I am getting a problem in PHP. I am trying to pass the username/password from Android and checking the value in MySQL through PHP. While using json_decode and json_encode , json_decode works but json_encode does not work. But when I remove the json_decode , json_encode works, but I want both of them to work in my program.

Here is my code:

$a = $_POST['userpwd_value']; //Accesing the value from Android.

$b = json_decode($a); //Decoding android value using JSON.

$username = $b->{'username'}; //Assigning username from android to a variable.
$password = $b->{'password'}; //Assigning password from android to a variable.

echo $username.$password;

$check = mysql_query("select username,password from user where id=1");
$row = mysql_fetch_assoc($check);

//if($row['username']==$username && $row['password']==$password)
    $output[]=$row;
//else
    //$output[]=array("value"=>"false");
print(json_encode($output));

Where is the problem?

Answer 1

json_encode fails if the variable content is not correctly UTF-8 sequenced. If your database uses another charset, the variables contain special characters, then you should get an error there. (raise the error_reporting level or check json_last_error to find out)

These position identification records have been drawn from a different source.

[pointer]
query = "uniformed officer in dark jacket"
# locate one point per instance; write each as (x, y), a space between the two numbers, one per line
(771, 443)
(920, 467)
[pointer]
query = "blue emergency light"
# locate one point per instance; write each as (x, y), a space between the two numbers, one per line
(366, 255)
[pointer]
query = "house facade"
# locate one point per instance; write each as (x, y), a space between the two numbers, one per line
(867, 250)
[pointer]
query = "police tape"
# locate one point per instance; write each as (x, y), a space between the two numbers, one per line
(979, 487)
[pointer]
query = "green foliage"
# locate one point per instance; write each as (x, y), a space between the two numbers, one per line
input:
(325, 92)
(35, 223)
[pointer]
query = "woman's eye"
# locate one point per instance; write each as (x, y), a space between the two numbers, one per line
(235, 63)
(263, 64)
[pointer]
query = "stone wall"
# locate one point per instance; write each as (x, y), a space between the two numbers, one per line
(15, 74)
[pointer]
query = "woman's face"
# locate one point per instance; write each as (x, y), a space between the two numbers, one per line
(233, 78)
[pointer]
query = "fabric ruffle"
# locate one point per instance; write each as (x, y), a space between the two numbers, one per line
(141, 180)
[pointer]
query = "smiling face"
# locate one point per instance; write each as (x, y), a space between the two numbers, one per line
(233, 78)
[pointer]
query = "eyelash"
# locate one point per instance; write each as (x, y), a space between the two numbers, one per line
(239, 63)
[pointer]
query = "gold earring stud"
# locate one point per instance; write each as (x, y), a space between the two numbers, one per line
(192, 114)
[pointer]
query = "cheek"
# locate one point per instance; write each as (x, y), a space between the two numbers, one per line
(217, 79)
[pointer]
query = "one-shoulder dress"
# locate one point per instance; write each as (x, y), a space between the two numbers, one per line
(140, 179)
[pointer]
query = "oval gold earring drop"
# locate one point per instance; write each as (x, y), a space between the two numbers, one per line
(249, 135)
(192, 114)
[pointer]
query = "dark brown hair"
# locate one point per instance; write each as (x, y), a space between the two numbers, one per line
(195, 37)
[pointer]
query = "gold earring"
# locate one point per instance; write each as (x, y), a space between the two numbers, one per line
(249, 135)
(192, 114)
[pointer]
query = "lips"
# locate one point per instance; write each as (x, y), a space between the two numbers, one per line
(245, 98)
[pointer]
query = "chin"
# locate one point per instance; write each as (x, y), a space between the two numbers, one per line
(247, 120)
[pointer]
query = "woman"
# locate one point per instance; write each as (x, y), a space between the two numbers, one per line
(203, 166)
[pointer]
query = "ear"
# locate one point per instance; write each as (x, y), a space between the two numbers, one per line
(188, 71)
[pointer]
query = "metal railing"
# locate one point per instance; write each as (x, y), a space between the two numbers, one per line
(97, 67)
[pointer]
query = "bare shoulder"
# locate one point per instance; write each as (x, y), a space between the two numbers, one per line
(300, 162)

Another problem with your specific code is that you first output something else:

 echo $username.$password;

This will invalidate the JSON output as a whole. If you have leading garbage, your browser will not decode the returned variables correctly. Also don't forget to send the appropriate header with your result using header("Content-Type: application/json");

---

  $b=json_decode($_POST['userpwd_value']); 
  $username=$b->{'username'}; 
  $password=$b->{'password'};

  $check = mysql_query("select username,password from user where id=1");
  $row = mysql_fetch_assoc($check);
  $row = array_map("utf8_encode", $row);

  if ($row['username']==$username && $row['password']==$password) {
      $output[] = $row;
  } else {
      $output[] = array("value"=>"false");
  }
  header("Content-Type: application/json");
  print(json_encode($output));

Answer 2

I would think there may be another level in the JSON-encoded data ( $a ). Does your echo statement show the correct username and password? If not, place var_dump($b); after your $b = json_decode($a); statement.

Answer 3

Replace the below two lines to the following.

Your original lines:

  $username=$b->{'username'};
  $password=$b->{'password'};

New lines:

  $username=$b->username;
  $password=$b->password;

After the replacement, check if it's working or not.